Disable machine attrition in DiskFailure workload.

The machine attrition logic doesn't take into account the possibility that a disk corruption could an unrecoverable failure in the cluster. Before disabling attrition during the DiskFailure workload, the failure rate was >10/100,000 in the DiskFailureCycle test.
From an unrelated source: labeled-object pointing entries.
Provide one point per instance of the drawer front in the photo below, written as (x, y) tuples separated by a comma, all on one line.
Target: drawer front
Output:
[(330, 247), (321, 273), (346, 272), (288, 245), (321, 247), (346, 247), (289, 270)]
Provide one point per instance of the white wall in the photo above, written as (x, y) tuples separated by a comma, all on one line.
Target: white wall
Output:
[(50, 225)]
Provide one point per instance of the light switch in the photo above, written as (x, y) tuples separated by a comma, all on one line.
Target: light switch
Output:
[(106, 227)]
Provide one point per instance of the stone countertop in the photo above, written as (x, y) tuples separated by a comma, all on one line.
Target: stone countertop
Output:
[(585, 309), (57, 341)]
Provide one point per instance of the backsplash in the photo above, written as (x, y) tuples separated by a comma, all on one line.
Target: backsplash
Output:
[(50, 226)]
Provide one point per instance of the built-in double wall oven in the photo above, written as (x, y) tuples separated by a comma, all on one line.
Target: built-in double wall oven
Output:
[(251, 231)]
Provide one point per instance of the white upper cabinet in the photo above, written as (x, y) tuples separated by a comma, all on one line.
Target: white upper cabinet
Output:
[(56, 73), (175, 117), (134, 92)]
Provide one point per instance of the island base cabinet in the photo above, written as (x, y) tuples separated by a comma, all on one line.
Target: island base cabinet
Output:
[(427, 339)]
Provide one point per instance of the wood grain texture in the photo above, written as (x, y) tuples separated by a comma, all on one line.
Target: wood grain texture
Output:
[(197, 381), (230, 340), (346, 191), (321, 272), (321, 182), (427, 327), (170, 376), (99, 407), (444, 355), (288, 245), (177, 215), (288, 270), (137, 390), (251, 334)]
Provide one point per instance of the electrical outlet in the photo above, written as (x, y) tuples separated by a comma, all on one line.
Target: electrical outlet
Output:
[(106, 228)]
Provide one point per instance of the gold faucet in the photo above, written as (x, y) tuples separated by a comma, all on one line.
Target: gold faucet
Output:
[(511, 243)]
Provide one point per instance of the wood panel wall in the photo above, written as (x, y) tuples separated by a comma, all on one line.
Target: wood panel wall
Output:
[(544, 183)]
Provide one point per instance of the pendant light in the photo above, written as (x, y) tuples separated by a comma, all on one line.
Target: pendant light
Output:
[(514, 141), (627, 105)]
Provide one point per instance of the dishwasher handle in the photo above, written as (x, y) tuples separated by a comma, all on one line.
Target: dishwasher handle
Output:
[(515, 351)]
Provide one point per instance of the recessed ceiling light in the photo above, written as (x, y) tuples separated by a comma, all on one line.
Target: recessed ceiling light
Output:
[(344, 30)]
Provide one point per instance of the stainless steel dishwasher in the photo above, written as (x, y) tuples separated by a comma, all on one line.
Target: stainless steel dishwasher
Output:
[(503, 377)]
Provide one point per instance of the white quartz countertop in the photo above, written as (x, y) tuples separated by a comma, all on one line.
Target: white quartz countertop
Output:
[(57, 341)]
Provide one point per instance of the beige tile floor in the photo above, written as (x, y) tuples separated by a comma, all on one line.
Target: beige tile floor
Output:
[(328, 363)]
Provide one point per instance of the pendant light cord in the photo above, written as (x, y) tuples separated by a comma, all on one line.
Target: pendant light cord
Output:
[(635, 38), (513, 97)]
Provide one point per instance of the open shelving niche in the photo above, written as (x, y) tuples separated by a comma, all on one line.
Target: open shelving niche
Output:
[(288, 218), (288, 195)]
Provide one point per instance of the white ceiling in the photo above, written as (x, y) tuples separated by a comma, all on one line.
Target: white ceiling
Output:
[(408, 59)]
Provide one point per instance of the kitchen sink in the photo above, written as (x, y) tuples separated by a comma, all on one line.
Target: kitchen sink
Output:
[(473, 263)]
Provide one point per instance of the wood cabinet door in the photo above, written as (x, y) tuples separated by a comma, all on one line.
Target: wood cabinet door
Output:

Afterwards, there were no failures in 100,000 runs.
2023-02-13 08:53:58 -08:00 · 2023-02-13 08:53:58 -08:00 · 5ede2d439c
parent 844890bf93
commit 5ede2d439c
1 changed files with 3 additions and 0 deletions
--- a/fdbserver/workloads/DiskFailureInjection.actor.cpp
+++ b/fdbserver/workloads/DiskFailureInjection.actor.cpp
@ -65,6 +65,9 @@ struct DiskFailureInjectionWorkload : FailureInjectionWorkload {
 		periodicBroadcastInterval = getOption(options, "periodicBroadcastInterval"_sr, periodicBroadcastInterval);
 	}

+	// TODO: Currently this workload doesn't play well with MachineAttrition.
+	void disableFailureInjectionWorkloads(std::set<std::string>& out) const override { out.insert("Attrition"); }
+
 	void initFailureInjectionMode(DeterministicRandom& random) override { enabled = clientId == 0; }

 	Future<Void> setup(Database const& cx) override { return Void(); }